Do you want to be part of a team that values sustainable quality over velocity and encourages team members’ direct participation? Do you want to be part of a global organization in the continued development of a data pipeline using AI for predictive analytics and benchmarking?
Responsibilities:
- Define technology roadmap in support of product development
- Lead the design, architecture and development of multiple real time streaming data pipelines encompassing multiple product lines and edge devices
- Ensure data governance policies are followed by implementing or validating data lineage, quality checks, classification, etc.
- Resolve defects/bugs during QA testing, pre-production, production, and post-release patches
- Conduct design and code reviews
- Provide technical leadership to agile teams – onshore and offshore: mentor junior engineers and new team members, and apply technical expertise to challenging programming and design problems
- Analyze and improve efficiency, scalability, and stability of various system resources
- Foster Agile Development environment and apply the methodologies
- Monitor risk of technical debt and ensure technical debt is not created
Required Skills:
- Expert knowledge of data architectures, data pipelines, real time processing, streaming, networking, and security
- Proficient understanding of distributed computing principles
- Advanced knowledge of Big Data querying tools, such as Pig or Hive
- Expert understanding of Lambda Architecture, along with its advantages and drawbacks
- Proficiency with MapReduce, HDFS
- Experience with integration of data from multiple data sources and multiple data types
- Bachelor’s Degree in Software Engineer
- 12+ years’ experience in software engineering with 2+ years using public cloud
- 6+ Experience developing ETL processing flows using MapReduce technologies like Spark and Hadoop
- 4+ years’ experience developing with ingestion and clustering frameworks such as Kafka, Zookeeper, YARN
- 1+ years’ experience with DataBricks
- 3+ years’ experience:oSQL databases, such as HBase, Cassandra, MongoDB
- Big Data ML toolkits, such as Mahout, SparkML, or H2O
- Scala or Java Language as it relates to product development.

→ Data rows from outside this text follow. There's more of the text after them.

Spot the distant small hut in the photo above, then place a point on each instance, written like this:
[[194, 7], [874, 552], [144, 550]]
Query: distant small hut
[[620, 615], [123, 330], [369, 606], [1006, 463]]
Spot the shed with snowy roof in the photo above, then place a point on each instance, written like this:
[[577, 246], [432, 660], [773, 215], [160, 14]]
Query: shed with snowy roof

- 3+ Years’ DevOps experience in cloud technologies like AWS, CloudFront, Kubernetes, VPC, RDS, etc
- Management of Spark or Hadoop clusters, with all included services
- 4+ years’ experience with building stream-processing systems, using solutions such as Storm or Spark-Streaming
- 4+ years’ experience with various messaging systems
- 1+ years of DevOps experience
- 1+ years’ benchmarking experience